Claire never regained consciousness. Three days after the accident the doctors determined she would never have enough brain function to breathe on her own, and we made the decision to discontinue life support.
DiscussionNeither Claire nor Jake was sufficiently experienced for this dive. Claire had never dived without a professional guide, and she had not dived from a boat before. She relied on someone else to guide her through the process. Jake had not dived for more than a year and did not take a skills refresher before the trip. He had never been taught what to do with an unconscious diver.
Jake had complained prior to the dive that his BCD was too tight and limited his ability to breathe. When Claire's regulator was tested after the accident it was determined to be performing below the manufacturer's specifications. An inability to breathe properly may have contributed to both Claire's unconsciousness and Jake's sense of panic as he attempted to assist her to the surface.

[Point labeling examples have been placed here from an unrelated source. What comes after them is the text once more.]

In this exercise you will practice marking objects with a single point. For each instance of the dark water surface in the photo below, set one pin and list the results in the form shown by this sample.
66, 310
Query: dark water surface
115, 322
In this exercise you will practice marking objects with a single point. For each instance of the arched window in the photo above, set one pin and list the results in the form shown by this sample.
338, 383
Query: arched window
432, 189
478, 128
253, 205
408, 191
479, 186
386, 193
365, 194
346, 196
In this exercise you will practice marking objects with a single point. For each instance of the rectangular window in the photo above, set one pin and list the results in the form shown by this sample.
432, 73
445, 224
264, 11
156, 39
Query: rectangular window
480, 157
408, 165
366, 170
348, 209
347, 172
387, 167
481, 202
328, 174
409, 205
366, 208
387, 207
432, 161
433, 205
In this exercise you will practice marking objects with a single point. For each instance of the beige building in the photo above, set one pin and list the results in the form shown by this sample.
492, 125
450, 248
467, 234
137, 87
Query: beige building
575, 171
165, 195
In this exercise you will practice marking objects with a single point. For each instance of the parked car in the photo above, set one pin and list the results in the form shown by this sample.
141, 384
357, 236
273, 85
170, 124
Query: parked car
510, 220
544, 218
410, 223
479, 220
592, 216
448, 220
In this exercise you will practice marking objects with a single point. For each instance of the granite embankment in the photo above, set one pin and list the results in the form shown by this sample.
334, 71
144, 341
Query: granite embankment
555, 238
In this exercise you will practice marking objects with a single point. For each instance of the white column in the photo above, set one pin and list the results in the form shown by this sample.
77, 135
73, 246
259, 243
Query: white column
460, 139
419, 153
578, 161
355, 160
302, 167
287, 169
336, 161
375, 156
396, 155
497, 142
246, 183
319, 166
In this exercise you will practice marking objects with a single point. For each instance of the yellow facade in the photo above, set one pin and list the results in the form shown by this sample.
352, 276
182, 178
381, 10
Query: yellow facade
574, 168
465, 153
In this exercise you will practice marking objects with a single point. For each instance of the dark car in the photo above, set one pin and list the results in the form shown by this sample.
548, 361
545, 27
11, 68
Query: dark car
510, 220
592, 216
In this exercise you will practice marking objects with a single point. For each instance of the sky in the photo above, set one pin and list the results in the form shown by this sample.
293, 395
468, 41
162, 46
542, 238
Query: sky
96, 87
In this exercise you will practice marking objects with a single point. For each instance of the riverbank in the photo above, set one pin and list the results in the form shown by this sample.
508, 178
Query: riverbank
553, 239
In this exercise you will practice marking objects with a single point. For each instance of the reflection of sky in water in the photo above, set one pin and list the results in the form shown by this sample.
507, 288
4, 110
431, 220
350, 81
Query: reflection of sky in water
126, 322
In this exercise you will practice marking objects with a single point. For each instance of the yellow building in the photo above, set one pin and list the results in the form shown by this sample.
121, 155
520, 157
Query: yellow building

Whenever rental equipment is used, its fit and function should be assessed by the diver who will use it before he or she leaves the dive shop.
Dive operations should consider greater oversight and supervision of inexperienced divers, particularly when visibility is low and the divers are unfamiliar with the site or conditions. Neither Claire nor Jake had sufficient knowledge to evaluate whether the dive fell within the scope of their competence. Both divers relied on someone else's opinion that the dive was appropriate for them. Claire lacked the experience to know what questions to ask, so she trusted the dive shop employee who told her not to worry. Jake expressed misgivings about his equipment and the lack of supervision prior to the dive. Despite this, he trusted the instructor who told him it would get better once they were underwater. Both divers decided to go ahead with the dive despite their apprehensions.
There were many opportunities for either Claire or Jake to have decided not to dive. New divers may not have adequate background to anticipate the potential for an accident, but every diver needs to have ingrained in them the notion that if they are not feeling good about a dive they should not get in the water. Divers must be honest with themselves about their ability to do any dive safely.
Before giving advice or assurances, a dive professional or experienced diver must be careful to evaluate the conditions from the perspective of a less-experienced diver. Although it's tempting to tell a new diver who is showing signs of anxiety "you'll be OK," reassurances, however well-intentioned, may be fatal for unprepared or inexperienced divers.
New divers must be skeptical of others' assessments and reliant on their own. If it feels like something is wrong, it very well may be. Take responsibility for your dive. Problems on the surface are not likely to improve once you're underwater. Whether it's your fifth dive or your 5,000th, you have the right to call a dive.